Sauf que la balle n’est pas uniquement dans le pays de départ, elle est aussi dans le camp d’en face. Ici, on ne peut qu’espérer que le népotisme qui prévaut dans le pays soit remplacé par un nouveau système basé sur le mérite, le Maroc doit aussi retenir les jeunes talents avec le développement de mégas projets centrés (par exemple) sur l’intelligence artificielle. L’ascension sociale qui faisait qu’un Basri, venu de nulle part devenait le puissant vizir du roi, qu’un Othman Benjelloun, désargenté se retrouvait au faîte de la finance nationale, qu’un simple ingénieur comme Meziane Belfequih, profitant de l’environnement politique allait devenir le cerveau des grands projets d’infrastructures du pays, doit être impérativement rétablie. Quitte à s’attaquer à cette mafia qui squatte les meilleurs postes en attendant le retour de leurs rejetons biberonnés aux diplômes étrangers parce que tout simplement, nos jeunes devraient réapprendre à rêver. Quant au privé, il lui manque de mettre à disposition de ses cadres des missions plus qualifiées, des rémunérations plus intéressantes, un meilleur management. Il n’y a pas que l’argent qui fait fuir nos cerveaux, mais en ce qui concerne la qualité de vie, la liberté d’expression, ou la liberté tout court, l’accès à un meilleur service public en matière de santé et d’éducation ou encore l’impossibilité d’échapper à la corruption endémique, il faudra repasser.
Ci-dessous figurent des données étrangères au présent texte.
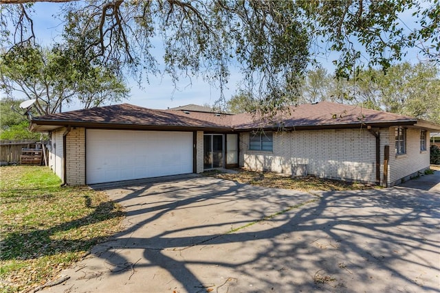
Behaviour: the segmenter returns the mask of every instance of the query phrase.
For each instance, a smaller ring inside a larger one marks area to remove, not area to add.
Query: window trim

De l’autre côté, en Europe, et plus encore en France, il faudrait peut-être prendre Emmanuel Macron au mot quand il affirme que « pour recréer de la confiance, je crois au contraire qu’il faut une action qui ait véritablement une efficacité́, un effet des mots aux choses ».
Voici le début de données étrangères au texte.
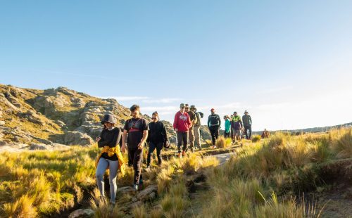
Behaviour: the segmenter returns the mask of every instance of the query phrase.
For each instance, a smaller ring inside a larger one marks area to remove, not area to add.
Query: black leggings
[[[138,185],[142,180],[141,169],[142,161],[143,160],[143,149],[128,148],[128,159],[130,160],[133,165],[133,169],[134,170],[134,184]]]
[[[249,134],[248,133],[249,132]],[[244,126],[244,132],[246,133],[246,138],[251,139],[252,136],[252,127],[251,126]]]
[[[153,142],[149,142],[149,150],[148,150],[148,156],[146,158],[146,165],[149,166],[151,164],[151,155],[156,148],[156,156],[158,157],[158,164],[161,165],[161,149],[163,149],[163,143],[153,143]]]
[[[210,134],[211,134],[211,141],[213,143],[213,145],[215,146],[215,141],[219,137],[219,127],[218,127],[218,126],[210,127],[209,131],[210,132]]]
[[[178,153],[181,153],[181,146],[183,148],[182,150],[185,151],[187,149],[187,141],[188,141],[188,132],[177,132],[177,149]]]

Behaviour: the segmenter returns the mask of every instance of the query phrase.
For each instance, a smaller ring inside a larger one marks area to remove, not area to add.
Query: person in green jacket
[[[224,116],[225,120],[225,132],[224,136],[225,138],[230,138],[230,129],[231,129],[231,122],[230,121],[230,117],[227,115]]]

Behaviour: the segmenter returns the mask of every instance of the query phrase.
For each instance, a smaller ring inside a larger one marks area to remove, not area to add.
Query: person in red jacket
[[[189,115],[185,111],[185,106],[184,103],[180,105],[180,111],[177,111],[175,115],[173,127],[177,134],[177,149],[178,157],[181,157],[181,146],[183,142],[182,147],[182,156],[186,154],[186,149],[187,148],[188,141],[188,132],[191,127],[191,119]]]

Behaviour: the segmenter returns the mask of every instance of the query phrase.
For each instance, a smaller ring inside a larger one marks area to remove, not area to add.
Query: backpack
[[[120,131],[121,132],[121,137],[120,138],[120,141],[118,142],[118,145],[120,146],[120,148],[122,146],[122,134],[123,134],[123,128],[122,127],[118,127],[120,129]]]

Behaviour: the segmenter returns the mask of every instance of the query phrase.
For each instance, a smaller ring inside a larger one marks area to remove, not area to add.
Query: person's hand
[[[139,149],[139,150],[143,149],[143,147],[144,147],[144,143],[141,141],[138,144],[138,149]]]
[[[121,151],[122,151],[122,153],[125,153],[125,152],[126,152],[126,145],[122,145],[122,146],[121,146]]]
Et pourquoi pas dans ce sens, proposer (à défaut d’imposer) aux Occidentaux de passer à la caisse pour chaque génie marocain intégré. Une manière comme une autre de contribuer à régler la grosse facture que l’État marocain a payée pour offrir aux entreprises françaises ces cerveaux « clés en main ».

Aujourd’hui, qu’on le veuille ou pas, en France derrière tout débat politique se cache la question de la fuite des cerveaux qui avance elle-même cachée derrière la question de l’immigration. Et le débat initié ici pourrait bien servir de prolégomènes à ceux qui voudront aborder sans parti pris cette redoutable question.

Quant aux intéressés, mis à part la pandémie qui redouble d’intensité, la crise endémique, les affaires qui périclitent, il ne faut pas trop leur en vouloir de choisir entre la peste de l’exil en Europe et le choléra du chômage dans leur pays.